С тоской, от которой еще покруглели его глаза, еще потемнели кучки серого пепла под ними, он надавил себе виски руками и замотал головой в тупой, непереносной боли, ткнулся лбом в Николкину спину и выдавил из себя стоном:
— Приходила — легче было. А с тех пор — ни разу. Зову — не идет.
Вдруг улыбнулся опять той же, неприятной Николке, жалкой улыбкой: она мертвой чертой перечеркивала его лицо, — сказал:
— Я могилу вчерась рыл.
Не понял Николка:
— Кому?
Василий удивленно глянул на него.
— Её.
— Болен ты, — остановил его Николка. — Зачем тебе?
— Тоской толканýло. Я принес ей яйцо красное. А куда деть?

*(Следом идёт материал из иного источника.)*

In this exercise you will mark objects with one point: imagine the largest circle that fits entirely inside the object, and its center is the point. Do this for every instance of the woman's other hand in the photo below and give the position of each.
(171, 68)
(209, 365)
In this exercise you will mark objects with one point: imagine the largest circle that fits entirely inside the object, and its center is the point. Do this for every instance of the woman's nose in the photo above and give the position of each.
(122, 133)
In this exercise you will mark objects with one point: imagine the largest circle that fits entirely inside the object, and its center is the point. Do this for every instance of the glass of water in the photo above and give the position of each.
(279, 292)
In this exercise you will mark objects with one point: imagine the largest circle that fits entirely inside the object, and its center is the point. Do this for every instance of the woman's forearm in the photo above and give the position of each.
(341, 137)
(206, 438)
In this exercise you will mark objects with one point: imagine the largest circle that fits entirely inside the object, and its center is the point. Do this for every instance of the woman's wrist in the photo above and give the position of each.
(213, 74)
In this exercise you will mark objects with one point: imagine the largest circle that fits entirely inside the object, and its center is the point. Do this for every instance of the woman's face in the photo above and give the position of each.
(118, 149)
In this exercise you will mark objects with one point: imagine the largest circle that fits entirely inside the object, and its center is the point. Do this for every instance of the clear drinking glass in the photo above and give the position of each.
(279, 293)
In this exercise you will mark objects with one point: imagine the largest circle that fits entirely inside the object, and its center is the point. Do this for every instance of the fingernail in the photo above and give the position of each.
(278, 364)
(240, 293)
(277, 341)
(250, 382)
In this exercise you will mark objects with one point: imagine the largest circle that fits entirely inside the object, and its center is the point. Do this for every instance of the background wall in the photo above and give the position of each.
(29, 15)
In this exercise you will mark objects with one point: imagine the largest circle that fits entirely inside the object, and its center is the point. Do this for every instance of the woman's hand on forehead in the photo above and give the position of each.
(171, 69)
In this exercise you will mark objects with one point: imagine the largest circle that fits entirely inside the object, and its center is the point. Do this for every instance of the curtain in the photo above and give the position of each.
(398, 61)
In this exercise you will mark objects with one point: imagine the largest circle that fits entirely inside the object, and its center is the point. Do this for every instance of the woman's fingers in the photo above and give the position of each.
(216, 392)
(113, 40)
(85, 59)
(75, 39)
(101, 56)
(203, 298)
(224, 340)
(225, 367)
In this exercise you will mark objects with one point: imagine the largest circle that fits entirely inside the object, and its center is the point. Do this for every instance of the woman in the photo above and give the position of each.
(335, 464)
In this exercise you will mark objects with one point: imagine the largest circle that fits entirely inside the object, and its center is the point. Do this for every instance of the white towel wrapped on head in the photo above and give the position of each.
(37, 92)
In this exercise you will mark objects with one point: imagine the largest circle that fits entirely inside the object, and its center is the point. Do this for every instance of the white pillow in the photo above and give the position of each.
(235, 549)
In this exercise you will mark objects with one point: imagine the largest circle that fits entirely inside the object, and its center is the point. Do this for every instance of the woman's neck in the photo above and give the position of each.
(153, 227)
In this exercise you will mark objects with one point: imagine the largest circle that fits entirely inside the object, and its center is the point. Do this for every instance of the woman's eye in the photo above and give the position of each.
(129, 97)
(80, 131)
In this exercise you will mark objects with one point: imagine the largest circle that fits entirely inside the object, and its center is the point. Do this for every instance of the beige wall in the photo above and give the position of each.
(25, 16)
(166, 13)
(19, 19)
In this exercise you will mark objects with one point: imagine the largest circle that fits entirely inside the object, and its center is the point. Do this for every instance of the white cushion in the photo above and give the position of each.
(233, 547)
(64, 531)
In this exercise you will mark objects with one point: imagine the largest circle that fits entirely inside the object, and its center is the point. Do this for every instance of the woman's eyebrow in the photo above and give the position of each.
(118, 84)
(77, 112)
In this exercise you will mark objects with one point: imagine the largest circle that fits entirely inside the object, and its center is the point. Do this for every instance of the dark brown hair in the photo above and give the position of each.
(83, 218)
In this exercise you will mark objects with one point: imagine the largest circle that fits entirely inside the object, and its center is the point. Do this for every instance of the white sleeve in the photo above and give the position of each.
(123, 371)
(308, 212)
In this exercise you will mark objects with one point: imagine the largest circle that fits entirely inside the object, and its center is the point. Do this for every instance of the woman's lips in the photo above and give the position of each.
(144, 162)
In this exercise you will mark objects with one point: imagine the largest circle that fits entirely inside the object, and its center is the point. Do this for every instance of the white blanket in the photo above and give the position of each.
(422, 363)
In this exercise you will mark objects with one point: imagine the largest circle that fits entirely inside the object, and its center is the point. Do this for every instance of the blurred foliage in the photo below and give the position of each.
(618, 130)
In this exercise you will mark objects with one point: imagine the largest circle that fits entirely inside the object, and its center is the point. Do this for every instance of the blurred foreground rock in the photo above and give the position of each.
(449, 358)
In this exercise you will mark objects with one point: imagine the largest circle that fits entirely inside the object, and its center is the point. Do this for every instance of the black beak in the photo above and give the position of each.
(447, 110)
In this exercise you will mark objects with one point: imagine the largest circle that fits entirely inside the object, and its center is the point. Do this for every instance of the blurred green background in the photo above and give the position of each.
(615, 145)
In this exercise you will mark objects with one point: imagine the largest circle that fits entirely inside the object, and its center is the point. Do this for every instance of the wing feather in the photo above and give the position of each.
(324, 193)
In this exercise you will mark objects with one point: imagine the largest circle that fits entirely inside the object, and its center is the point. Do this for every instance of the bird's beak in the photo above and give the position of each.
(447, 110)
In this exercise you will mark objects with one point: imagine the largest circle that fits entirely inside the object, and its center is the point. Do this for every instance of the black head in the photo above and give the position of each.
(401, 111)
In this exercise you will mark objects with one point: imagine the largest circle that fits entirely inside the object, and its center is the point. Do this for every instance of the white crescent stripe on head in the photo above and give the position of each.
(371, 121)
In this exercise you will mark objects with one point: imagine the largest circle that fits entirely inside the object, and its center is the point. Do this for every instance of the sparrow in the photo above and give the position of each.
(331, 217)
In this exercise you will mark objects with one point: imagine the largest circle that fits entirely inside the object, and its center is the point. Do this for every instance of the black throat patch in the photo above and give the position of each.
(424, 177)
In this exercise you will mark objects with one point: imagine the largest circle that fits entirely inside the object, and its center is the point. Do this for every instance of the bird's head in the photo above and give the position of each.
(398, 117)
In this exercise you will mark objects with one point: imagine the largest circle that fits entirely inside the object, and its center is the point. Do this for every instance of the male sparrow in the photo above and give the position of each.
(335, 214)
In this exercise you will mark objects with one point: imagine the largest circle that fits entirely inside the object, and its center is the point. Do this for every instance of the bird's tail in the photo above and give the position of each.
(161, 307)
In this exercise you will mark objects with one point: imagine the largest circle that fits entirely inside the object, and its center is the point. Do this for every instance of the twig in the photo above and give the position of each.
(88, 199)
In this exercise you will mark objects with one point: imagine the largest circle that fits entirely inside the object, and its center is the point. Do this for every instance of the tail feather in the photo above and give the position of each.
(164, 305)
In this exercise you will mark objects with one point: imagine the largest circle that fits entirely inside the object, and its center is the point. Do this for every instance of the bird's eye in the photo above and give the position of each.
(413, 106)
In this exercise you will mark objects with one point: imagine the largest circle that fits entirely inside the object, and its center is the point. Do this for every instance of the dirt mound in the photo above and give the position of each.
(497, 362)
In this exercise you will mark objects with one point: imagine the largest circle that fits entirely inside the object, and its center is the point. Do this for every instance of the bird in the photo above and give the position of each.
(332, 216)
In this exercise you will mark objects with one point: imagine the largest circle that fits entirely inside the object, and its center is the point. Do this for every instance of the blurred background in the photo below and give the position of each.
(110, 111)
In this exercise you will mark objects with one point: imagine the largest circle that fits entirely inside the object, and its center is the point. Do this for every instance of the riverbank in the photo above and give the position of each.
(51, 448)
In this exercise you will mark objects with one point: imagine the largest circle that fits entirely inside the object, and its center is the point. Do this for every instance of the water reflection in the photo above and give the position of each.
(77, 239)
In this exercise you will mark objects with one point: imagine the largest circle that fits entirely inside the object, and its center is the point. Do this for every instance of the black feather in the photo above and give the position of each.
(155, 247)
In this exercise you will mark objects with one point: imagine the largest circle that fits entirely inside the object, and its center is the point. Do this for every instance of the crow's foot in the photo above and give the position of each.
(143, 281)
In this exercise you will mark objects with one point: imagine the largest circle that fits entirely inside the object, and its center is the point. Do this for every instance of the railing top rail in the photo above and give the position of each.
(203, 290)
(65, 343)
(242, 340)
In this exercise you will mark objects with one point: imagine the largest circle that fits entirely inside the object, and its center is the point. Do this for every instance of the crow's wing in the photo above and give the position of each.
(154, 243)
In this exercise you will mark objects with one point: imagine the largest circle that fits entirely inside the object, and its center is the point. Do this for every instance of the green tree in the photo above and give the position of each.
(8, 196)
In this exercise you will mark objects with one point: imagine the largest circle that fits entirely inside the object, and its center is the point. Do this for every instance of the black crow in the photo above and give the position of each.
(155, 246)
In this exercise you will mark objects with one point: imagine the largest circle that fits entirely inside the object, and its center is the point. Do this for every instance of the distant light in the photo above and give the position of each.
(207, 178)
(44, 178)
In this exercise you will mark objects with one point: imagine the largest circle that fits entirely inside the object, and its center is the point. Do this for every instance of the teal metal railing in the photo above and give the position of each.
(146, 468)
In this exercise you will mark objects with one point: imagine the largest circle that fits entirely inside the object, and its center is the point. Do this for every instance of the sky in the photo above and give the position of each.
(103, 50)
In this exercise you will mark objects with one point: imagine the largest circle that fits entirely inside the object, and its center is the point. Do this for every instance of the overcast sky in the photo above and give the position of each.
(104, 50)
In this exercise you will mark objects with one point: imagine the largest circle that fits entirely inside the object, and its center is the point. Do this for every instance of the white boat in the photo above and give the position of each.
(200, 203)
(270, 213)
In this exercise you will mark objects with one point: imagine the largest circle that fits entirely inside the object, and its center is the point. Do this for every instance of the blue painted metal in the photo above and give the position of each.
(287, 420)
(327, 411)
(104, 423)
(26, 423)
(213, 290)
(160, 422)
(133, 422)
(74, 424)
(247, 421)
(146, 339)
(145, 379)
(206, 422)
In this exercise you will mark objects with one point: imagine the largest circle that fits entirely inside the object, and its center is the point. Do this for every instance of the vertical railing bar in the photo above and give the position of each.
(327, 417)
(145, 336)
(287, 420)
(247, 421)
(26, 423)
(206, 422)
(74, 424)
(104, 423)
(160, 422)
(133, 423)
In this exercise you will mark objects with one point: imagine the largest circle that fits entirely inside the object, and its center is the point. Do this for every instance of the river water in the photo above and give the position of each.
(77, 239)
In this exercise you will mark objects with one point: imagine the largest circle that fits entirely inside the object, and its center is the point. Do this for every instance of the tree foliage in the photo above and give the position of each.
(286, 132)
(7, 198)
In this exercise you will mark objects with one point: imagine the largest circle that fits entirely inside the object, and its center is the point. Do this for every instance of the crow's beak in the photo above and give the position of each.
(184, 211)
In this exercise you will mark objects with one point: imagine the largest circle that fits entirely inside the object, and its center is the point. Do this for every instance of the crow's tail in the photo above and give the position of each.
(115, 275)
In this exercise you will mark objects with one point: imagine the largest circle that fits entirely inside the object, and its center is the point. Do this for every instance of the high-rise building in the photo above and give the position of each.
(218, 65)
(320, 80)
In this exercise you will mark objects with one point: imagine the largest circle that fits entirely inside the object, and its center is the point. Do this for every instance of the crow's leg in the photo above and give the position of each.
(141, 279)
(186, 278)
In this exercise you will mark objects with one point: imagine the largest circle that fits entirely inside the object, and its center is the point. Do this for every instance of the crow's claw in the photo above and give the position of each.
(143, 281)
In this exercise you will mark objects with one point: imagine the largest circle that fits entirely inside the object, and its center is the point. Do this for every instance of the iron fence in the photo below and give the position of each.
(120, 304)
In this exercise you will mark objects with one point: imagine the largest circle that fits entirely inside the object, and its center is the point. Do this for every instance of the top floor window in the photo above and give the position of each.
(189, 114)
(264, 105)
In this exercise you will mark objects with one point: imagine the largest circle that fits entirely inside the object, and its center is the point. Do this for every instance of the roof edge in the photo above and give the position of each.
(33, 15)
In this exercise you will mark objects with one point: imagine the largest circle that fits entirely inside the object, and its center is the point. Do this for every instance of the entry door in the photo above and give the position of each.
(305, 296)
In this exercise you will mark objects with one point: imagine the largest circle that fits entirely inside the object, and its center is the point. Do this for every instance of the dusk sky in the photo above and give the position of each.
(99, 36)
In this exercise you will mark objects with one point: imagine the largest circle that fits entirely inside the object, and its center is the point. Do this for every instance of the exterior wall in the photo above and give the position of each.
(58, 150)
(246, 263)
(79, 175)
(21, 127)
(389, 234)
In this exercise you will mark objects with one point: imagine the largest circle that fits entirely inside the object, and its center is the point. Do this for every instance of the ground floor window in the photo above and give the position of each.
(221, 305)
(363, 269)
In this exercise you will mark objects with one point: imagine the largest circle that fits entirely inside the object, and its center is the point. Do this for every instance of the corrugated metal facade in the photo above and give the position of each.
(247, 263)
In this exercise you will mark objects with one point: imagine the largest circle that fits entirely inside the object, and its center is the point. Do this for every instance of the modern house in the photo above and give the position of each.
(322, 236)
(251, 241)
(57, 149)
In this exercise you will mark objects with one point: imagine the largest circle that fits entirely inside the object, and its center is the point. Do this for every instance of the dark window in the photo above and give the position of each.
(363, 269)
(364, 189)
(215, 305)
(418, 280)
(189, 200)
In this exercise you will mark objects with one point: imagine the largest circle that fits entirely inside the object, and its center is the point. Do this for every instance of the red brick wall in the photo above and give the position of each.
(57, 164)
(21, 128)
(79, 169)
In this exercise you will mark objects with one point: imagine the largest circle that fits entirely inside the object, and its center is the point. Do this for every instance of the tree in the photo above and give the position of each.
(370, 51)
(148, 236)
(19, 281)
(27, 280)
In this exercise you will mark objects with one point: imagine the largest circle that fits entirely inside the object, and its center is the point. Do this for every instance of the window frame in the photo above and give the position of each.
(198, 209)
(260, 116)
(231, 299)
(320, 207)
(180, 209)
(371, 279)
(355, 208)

И умно посмотрел Василий на Николку: как же не понять, что нельзя же так, просто, положить яйцо на землю — и уйти!
— Я в руки ей хотел гусиное, красное. И рыть начал. Руками. И дышит она оттуда. От меня не скроешь; я слышу: дышит. Ее тепло. Да помешали. При людях не посмел. Панихиду начали петь могилы за три от меня. Я ушел и яйца не оставил. А сегодня пошел на могилу — и ничего не слышу. Нет ее там, что ли? — Или я не слышу? И рыть нечего: земля холодная.
Снизу дернули сигнал звонить к вечерне. Николка в упор молвил:
— Говорю тебе: болен ты. Ты где ночуешь?
Опять с прежним покорством, отвечал на Николкины вопросы:
— Хожу.
— Где ходишь?
— Тепло. По улицам хожу; на реку выйду, сижу, на воду смотрю. Домой зайду — подожду ее: не приходит.
— А ты ко мне приходи ночевать. Когда хочешь, иди. Я не спатóк: сплю мало. Посижу с тобой. И звонить приходи. Придешь?
— Приду, — покорно ответил Василий.
— Может, сегодня придешь?
— Домой надо.
И, не попрощавшись, ушел.
Николка звонил раздумчиво и нерадостно.
На другой день Василий пришел поздно, уже после вечерни, и прямо лег около Николкиной постели. Кто-то еще гуще обвел красным ободком его голубые глаза. Он сразу заснул. Ночью, Николка видел, он пошел к колоколам. Руки тянулись к веревке, но он не дотронулся до нее, вернулся в каморку и опять лег. Утром он встал, сказал Николке: «Прощай!» — и ушел.